Neirs, con un simple gesto, había separado las dos hojas. El sol del domingo se volcó como un cubo de oro dentro de la habitación, y todos parpadeamos.

– Quod erat demonstrandum -dijo Virgilio.

– Simplemente encajó las dos hojas -explicó Neirs-. La ventana nunca estuvo cerrada.

– ¿Cómo se escribe «demostrandun»? -me preguntó Felipe por lo bajo.

Yo contemplaba boquiabierto a Horacio Neirs: no sabía si era el sol, que daba en su espalda, o mi admiración, pero lo veía rodeado de un halo celestial.
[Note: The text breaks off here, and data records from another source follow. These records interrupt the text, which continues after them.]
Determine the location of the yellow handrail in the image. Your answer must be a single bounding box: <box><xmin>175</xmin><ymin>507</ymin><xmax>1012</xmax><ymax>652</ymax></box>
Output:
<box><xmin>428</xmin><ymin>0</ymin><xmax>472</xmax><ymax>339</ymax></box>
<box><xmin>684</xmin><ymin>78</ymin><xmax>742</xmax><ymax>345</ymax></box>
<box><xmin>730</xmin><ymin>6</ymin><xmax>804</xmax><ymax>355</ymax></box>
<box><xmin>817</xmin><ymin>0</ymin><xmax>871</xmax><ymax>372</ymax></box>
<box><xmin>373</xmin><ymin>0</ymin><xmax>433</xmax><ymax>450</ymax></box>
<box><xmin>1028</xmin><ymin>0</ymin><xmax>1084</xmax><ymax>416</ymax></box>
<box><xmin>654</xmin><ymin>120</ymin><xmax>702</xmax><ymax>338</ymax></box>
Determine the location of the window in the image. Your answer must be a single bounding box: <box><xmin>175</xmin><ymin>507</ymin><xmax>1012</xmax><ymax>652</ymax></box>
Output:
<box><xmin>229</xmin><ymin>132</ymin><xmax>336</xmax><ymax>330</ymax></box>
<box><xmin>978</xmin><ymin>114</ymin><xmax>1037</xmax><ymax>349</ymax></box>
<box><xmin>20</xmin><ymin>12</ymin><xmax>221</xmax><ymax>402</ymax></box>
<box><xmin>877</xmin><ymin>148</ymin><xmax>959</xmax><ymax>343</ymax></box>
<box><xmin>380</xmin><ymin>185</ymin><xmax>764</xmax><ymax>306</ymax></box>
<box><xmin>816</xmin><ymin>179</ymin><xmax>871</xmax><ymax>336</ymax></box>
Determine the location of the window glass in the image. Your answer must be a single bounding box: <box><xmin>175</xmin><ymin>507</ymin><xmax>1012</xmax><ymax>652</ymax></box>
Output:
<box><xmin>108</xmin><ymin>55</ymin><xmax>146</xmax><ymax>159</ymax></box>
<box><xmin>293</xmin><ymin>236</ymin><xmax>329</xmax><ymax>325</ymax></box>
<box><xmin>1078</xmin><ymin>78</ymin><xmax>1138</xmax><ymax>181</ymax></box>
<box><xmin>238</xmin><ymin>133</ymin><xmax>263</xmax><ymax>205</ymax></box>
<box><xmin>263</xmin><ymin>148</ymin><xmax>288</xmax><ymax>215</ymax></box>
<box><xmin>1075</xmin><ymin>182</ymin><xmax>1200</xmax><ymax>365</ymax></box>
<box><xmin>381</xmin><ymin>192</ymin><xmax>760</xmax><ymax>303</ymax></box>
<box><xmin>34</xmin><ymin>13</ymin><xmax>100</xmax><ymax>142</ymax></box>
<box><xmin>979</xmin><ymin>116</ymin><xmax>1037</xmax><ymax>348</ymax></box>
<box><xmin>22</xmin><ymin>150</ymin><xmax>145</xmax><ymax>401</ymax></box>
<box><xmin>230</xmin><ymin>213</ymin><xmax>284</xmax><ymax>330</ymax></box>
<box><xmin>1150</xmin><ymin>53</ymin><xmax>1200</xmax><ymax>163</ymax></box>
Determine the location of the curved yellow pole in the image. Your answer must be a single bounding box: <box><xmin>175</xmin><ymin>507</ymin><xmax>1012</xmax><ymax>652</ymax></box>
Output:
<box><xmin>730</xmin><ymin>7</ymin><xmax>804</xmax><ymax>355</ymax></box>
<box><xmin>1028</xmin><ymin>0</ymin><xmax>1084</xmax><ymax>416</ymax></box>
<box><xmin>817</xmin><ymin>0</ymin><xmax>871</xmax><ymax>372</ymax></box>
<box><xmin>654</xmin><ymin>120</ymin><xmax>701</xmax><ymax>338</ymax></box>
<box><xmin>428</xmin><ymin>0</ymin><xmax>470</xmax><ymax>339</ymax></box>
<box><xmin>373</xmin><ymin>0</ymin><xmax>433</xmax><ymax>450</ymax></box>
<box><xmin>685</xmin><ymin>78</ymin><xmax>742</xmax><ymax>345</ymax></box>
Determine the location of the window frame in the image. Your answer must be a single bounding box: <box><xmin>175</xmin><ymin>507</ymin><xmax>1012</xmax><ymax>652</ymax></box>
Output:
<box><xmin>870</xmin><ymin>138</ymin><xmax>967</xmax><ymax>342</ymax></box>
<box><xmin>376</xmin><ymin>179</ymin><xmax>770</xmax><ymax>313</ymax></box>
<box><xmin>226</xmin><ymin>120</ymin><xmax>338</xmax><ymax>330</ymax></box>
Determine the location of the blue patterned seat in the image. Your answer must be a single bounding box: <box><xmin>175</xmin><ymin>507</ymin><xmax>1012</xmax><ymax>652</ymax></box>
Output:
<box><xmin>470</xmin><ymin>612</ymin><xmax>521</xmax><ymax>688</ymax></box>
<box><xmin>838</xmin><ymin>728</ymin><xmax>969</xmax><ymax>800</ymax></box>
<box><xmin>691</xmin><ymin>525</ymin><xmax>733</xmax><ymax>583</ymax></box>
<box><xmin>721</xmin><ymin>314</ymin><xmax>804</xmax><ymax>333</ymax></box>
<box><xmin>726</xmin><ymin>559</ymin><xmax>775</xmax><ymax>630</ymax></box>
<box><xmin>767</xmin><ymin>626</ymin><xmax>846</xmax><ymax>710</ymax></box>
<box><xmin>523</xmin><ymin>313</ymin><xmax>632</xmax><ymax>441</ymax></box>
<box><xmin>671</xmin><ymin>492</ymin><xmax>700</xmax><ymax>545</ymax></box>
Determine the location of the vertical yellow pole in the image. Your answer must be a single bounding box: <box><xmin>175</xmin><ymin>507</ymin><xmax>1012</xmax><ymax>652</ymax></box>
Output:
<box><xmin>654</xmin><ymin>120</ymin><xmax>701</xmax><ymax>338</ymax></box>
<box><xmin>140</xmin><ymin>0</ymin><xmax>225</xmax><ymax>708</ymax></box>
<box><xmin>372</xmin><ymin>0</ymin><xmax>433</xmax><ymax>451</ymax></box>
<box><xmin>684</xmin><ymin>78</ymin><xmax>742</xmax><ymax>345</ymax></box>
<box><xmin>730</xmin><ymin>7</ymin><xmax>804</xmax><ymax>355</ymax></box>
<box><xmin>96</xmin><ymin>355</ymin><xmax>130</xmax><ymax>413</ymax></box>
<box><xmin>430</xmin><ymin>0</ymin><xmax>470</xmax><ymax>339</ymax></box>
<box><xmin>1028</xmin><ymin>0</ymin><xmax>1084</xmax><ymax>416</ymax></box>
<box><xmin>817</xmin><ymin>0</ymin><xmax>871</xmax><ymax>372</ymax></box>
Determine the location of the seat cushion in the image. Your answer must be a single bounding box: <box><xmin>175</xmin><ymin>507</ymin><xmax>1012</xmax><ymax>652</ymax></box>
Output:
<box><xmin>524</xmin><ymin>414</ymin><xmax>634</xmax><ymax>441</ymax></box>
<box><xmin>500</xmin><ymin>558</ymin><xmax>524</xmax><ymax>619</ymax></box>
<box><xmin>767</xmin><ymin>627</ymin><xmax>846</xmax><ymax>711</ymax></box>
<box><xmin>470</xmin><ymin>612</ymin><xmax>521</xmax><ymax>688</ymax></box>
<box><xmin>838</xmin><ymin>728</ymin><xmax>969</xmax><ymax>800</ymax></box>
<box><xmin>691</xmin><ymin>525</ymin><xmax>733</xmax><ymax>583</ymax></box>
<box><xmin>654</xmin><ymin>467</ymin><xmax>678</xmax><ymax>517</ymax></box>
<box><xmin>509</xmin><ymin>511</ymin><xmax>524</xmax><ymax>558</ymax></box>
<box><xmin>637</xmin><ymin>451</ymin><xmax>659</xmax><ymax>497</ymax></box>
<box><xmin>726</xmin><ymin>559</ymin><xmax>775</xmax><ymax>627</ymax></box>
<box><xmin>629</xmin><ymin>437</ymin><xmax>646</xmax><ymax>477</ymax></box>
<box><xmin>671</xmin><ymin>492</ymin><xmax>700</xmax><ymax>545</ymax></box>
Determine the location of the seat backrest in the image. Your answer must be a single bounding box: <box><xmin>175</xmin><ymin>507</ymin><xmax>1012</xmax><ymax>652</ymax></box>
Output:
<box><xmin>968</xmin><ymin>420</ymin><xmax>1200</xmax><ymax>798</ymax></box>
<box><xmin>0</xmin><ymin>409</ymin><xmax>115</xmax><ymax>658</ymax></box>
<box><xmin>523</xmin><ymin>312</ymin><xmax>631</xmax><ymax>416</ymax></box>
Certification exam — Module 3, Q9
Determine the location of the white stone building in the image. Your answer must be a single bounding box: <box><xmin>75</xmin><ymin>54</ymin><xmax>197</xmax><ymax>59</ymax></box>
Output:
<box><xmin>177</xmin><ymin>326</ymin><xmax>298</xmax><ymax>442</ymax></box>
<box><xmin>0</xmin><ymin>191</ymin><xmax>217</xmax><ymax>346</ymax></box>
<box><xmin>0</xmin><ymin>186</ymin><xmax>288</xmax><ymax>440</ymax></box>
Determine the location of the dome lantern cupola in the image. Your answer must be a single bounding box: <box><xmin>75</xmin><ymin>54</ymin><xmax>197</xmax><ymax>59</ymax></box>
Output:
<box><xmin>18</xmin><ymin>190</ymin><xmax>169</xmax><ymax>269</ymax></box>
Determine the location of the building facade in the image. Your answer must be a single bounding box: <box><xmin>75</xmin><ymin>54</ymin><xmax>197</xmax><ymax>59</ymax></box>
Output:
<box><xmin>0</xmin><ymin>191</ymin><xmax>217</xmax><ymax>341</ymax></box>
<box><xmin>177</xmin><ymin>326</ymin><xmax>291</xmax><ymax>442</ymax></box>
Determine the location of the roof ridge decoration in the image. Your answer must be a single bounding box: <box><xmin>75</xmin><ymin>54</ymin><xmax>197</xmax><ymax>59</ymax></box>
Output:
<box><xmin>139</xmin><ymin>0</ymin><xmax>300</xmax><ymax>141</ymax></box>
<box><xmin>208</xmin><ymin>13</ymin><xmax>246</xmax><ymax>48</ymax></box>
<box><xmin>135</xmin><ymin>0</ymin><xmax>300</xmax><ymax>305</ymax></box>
Súbitamente, el detective se acercó y me palmeó el hombro.

– Váyase a casa ahora, señor Cabo. Tómese la tarde del domingo libre, al menos, y procure descansar. Virgilio y yo nos quedaremos un rato más, con el permiso de estos señores -señaló a Felipe-, para investigar los cuadernos del restaurante… Quizá alguno de ellos no haya sido modificado.

Protesté, pero hasta con mi tono de voz le daba la razón. Empezaba a experimentar la fatiga acumulada durante los últimos días. Antes de despedirme quise saber cuál era su impresión sobre el caso. Parecía ilusionado, aunque mantenía su frialdad de costumbre. Virgilio se mostraba más pesimista. «No hemos salido aún del tremedal de la literatura -comentó-. Recuérdelo: es el mundo MÁS movedizo y traicionero de todos. No podemos dar nada por seguro.» La próxima línea de investigación -afirmaron- sería más realista: averiguar si alguien había denunciado, recientemente, la desaparición de una mujer. Revisarían los periódicos atrasados, solicitarían entrevistas con la policía, interrogarían de nuevo a la señora Guerrero… En cualquier caso, esperarían. Porque un secuestrador siempre pretende obtener algo con su crimen, y ese algo acaba por salir a la luz tarde o temprano: un rescate, una venganza, un goce, un acto de presión… «En esto se parecen a los escritores -opinó Neirs-, que no soportan por mucho tiempo el anonimato. Le aseguro que tendremos noticias suyas antes de lo que sospechamos.» Tras recibir la promesa de que me llamarían en cuanto supieran algo, me despedí de los detectives, del encargado y de los camareros, dejándolos a todos en el cuarto de los cuadernos, y me arrastré hacia el salón. «Estoy extenuado -pensaba-. Aunque se declarara un fuego ahora mismo, sería incapaz de echar a correr.»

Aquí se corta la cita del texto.